Mathematical modeling of three equal collinear cracks in an orthotropic solid

Abstract

We consider a homogeneous elastic, orthotropic solid containing three equal collinear cracks, loaded in tension by symmetrically distributed normal stresses. Following Guz’s representation theorem and solving Riemann–Hilbert problems we determine the expressions of the complex potentials. Using the asymptotic analysis, we obtain the asymptotic values of the incremental stress and displacement fields. We determine the tangential stresses near the crack tips. Using the maximum tangential stress criterion and numerical computations we study the interaction problem for a Graphite-epoxy fiber reinforced composite material.

Appendix

From (2.2) we get that \(\varPhi _j(z_j)\) can be multivalued even if \(\varPsi _j(z_j), j=1,2\) are univalued.

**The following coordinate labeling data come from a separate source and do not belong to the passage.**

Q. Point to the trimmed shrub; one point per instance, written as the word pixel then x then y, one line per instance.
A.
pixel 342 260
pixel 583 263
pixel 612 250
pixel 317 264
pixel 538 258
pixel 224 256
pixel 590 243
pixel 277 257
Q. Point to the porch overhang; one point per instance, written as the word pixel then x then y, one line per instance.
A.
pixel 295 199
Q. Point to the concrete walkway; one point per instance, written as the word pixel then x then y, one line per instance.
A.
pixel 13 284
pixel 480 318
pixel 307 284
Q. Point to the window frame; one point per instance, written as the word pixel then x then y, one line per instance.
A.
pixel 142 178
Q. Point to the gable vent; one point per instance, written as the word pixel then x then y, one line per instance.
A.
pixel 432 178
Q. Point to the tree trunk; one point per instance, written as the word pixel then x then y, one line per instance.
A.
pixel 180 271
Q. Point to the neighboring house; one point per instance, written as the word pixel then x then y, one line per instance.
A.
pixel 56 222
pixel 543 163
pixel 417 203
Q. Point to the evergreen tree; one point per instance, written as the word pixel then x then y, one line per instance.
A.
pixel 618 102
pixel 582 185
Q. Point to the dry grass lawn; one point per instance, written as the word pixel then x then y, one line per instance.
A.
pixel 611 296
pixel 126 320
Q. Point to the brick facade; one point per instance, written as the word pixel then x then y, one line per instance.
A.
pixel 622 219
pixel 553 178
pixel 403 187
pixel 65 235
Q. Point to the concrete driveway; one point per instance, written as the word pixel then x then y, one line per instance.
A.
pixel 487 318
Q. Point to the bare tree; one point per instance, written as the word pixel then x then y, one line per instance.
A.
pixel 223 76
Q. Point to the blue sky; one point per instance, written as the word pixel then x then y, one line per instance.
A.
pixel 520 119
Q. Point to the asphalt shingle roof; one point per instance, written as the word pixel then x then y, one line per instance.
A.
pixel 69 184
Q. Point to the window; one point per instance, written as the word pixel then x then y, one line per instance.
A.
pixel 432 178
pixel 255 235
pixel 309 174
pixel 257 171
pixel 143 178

Consequently, to assure the uniformity of the displacement fields, we must guarantee the uniformity of the potentials \(\varPhi _j(z_j), j=1,2\) on closed path around the two cracks.

We denote by U and V the crack tips and by \(\varLambda \) and \(\varLambda _j\) the corresponding simple closed curves around the crack (U, V) in the complex planes \(z=x_1+ix_2\) and respectively \(z_j=x_1+\mu _j x_2, j=1,2\).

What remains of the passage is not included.